Accreditation is "Broken": NCAHF, CCAP and Some Personal Experience

here, I cite from a recent Consumer Health Digest issue by the National Council Against Health Fraud [NCAHF] which cites a recent Center for College Affordability and Productivity [CCAP] report [see 001., below]; then, I quote some from that report [see 002., below]; then, I attach it to naturopathy [see 003., below]:


"[CCAP] has published a detailed analysis of the role that accreditation has played in American higher education [... it] concludes 'our current system of higher education accreditation is broken [...] it does a poor job of conveying important information to those funding it, including the customers themselves (students) as well as major donors (governments, private philanthropists) [...] this study outlines a series of different  approaches to introducing a new system [...] new approaches to the accreditation process could give consumers more practical information on the strengths and weaknesses of institutions [...] and be ultimately governed by persons far removed from those being accredited' [...NCAHF says this] is relevant to consumer health because the current system permits schools to promote health care approaches that are not science-based."

Note: yeah, baby!  I'll take it one step further [see 003., below].

002. in that the position paper "The Inmates Running the Asylum?
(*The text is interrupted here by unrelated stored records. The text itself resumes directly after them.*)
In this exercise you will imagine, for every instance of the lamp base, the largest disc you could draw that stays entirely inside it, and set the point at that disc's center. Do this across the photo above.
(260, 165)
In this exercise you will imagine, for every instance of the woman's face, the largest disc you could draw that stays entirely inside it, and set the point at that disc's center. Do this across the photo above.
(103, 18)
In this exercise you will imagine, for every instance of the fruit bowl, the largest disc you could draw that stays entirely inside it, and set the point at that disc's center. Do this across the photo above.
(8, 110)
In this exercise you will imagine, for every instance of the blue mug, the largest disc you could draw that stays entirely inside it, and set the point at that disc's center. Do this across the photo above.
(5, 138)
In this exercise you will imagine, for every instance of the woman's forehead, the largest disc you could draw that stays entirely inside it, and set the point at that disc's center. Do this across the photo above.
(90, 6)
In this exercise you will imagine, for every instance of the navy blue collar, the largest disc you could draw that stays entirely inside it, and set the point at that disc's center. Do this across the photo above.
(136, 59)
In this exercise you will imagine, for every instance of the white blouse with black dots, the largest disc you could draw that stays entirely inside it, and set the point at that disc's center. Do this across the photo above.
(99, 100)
An Analysis of Higher Education Accreditation", Center for College Affordability and Productivity [2010-10] authors Gillen, Bennett and Vedder state their major recommendations:

"accreditation  [...] needs to be changed [...] first, any system of accreditation or certification must focus on quality control and improving matches of consumers and producers [...with] complete public disclosure not only of accreditation reports, but also of information about student outcomes [...] second, the current binary system where schools are either approved (accredited) or not-approved (not accredited) is unacceptable, and should be replaced by a system that provides vastly more indicators of quality in a far more nuanced fashion [...] third [...] most notably, accreditation today was largely created by institutions themselves to promote institutional self-interest, not the public interest [...or] broader public needs. Fourth [...] a replacement system would be far more outcomes-based than current accreditation [...] fifth [...] the role of a single regulatory authority, most notably the federal government, should be minimized [...p.047] a move in this direction is badly needed and grossly overdue [p.048]."
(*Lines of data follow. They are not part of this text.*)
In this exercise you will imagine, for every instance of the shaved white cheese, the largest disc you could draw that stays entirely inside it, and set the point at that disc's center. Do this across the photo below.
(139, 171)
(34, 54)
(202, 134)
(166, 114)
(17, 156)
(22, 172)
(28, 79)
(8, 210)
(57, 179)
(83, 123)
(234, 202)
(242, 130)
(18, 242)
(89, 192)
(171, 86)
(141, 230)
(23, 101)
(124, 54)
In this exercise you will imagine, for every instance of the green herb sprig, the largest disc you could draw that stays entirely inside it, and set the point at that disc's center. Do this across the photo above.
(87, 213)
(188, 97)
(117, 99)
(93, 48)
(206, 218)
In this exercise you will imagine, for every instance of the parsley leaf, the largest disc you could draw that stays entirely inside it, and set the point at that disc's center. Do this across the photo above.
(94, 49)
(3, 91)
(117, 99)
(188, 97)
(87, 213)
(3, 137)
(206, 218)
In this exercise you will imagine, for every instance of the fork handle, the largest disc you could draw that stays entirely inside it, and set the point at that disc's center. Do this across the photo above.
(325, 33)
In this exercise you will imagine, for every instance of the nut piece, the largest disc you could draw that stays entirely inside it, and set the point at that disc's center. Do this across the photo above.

Note: though issues of quality are matters of extent, I must emphasize that my criticism of naturopathy is not a sliding gray-scale like slippery-slope.  When naturopathy states that it is scientific and nonsectarian, I know it to actually be categorically [as opposed to qualitatively], at its essential core [e.g. vitalism, supernaturalism, etc.] not science and actually science-ejected.  Yet, they persist and they cannot be held accountable, because, as I know all too well, the system is as hugely broken as naturopathy essentially is hugely nonscientific.

003. I'll restate NCAHF's take [my words, not theirs, from my immediate experience]:

'this is relevant to consumer health because the current system permits schools to promote health care approaches that are not science-based and falsely label them as science-based.'

Note: e.g., naturopathy schools.  And, it's no longer then a matter of quality, but of categorical commercial fraud.